“But our citizenship is in heaven. And we eagerly await a Savior from there, the Lord Jesus Christ, who, by the power that enables him to bring everything under his control, will transform our lowly bodies so that they will be like his glorious body.” Philippians 3:20-21, NIV
Citizenship denotes the link between a person and a state. A relationship between me and the kingdom; one that is certain whether I am physically in that kingdom or not.
I can’t help but think on Christian’s pilgrimage to the Celestial City in Bunyan’s Pilgrim’s Progress. The narrow path is difficult, full of trials and fearful encounters, but along the way, Christian carries with him his parchment—the scroll with the seal upon it—that he’d received at the Cross. He was to study those words, to think upon them and talk of them. And at the end of the journey, he would hand that scroll over to the gate-keeper, and it would be delivered to the King. Why?
It proved his citizenship. During his pilgrimage, as he struggled along the difficult path, suffered humiliation, wrestled with temptation, grappled with grief, and trembled before Apollyon, Christian carried with him that scroll. Because it wasn’t mere parchment. It was his proof of Citizenship.
God gives us his proof—He gave a deposit. The Spirit of God, dwells with me. Seals me. Journeys with me. I don’t know what the road ahead will look like. Sometimes there are dark clouds ahead. Sometimes I get trapped in the dungeon of doubt. Sometimes the valley terrifies me. But along the way, I carry with me the same scroll. He declares now, and at the City Gate, “She belongs. I am her proof of citizenship.”
I love that. The Holy Spirit, my proof of citizenship.

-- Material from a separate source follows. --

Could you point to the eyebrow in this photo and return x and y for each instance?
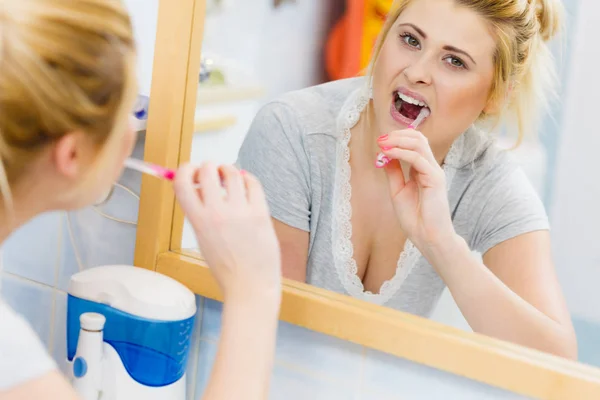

Do you have a passport? Do you know where it is? If you are living in your home country, those questions may not seem terribly pressing to you. “No, why would I have a passport?” Or perhaps, “I think I have one, but it may be expired . . . hmm . . . Is it in my sock drawer maybe?”
But, if you were to ever travel abroad, you’d know exactly where your passport was every second you were on foreign soil. You’d know, so you could snatch it up in a fraction of a second if you were ever called upon to flee a political coup.

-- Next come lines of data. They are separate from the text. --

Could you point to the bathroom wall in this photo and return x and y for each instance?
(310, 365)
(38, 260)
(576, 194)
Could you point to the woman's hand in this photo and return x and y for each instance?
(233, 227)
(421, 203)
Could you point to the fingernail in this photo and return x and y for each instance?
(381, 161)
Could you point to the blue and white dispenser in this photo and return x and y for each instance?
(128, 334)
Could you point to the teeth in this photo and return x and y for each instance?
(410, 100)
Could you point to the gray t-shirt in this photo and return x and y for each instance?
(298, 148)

You’d know, so when the police stopped you on the side of the road, as they often do overseas, you could prove your citizenship.
You’d know, because it would be your ticket inside your embassy. The only ticket. Without it, you stay on the outside of those tall, barbed-wire topped walls.

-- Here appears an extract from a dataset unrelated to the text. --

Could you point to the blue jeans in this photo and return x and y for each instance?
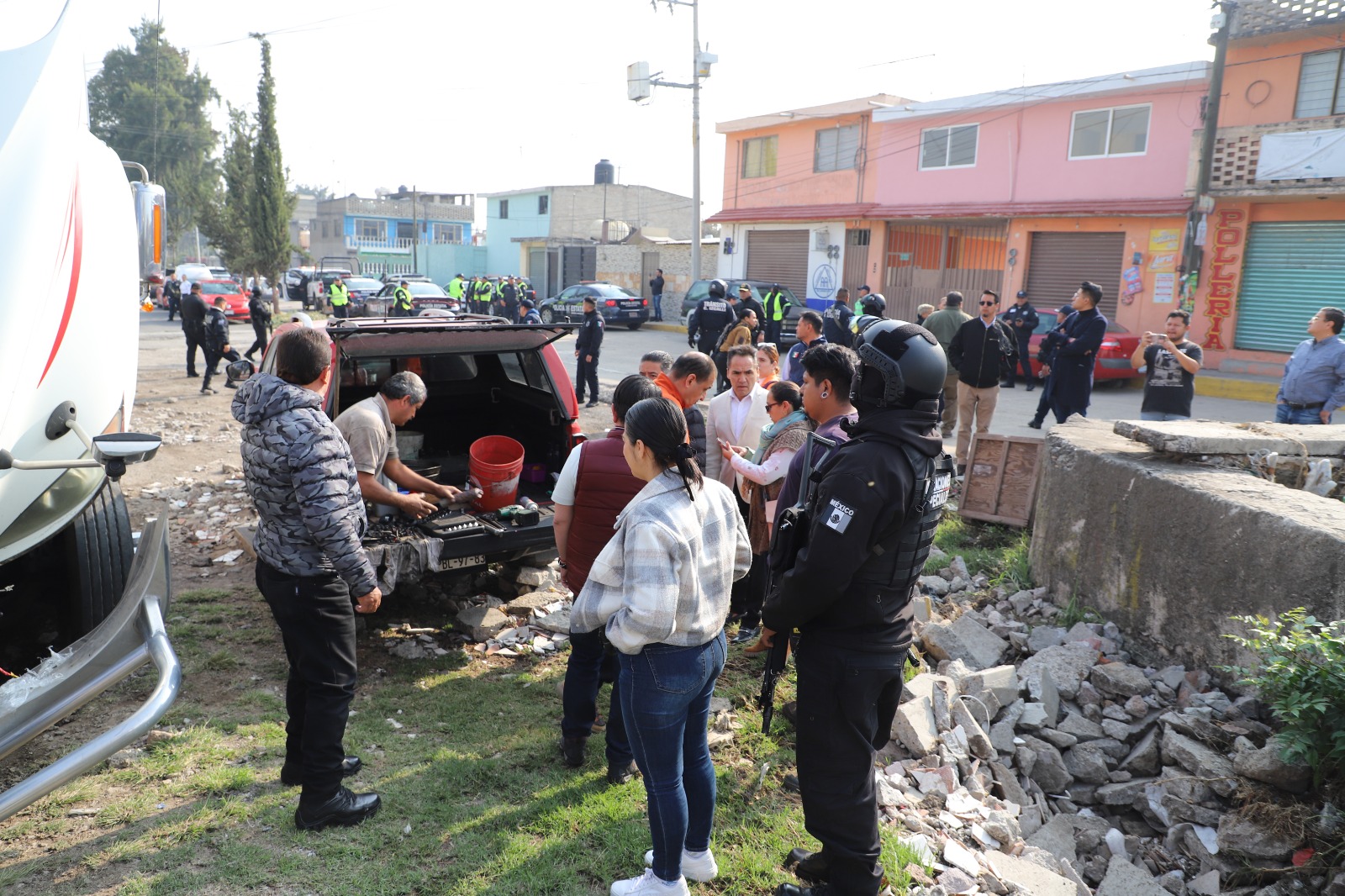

And you’d know, because it’s the only thing that could get you back on to your country.
We are citizens of Heaven. The Holy Spirit is my proof of citizenship, far more precious to me than my tattered U.S. passport. He is my guide through emotional coups and hostile interrogations. He rejoices with me when I enter a Heavenly Embassy, otherwise known as a church.
And one day, this weary traveler, sealed with the Holy Spirit, will step into Heaven.
I’ll hear God the Father say, “Welcome home.”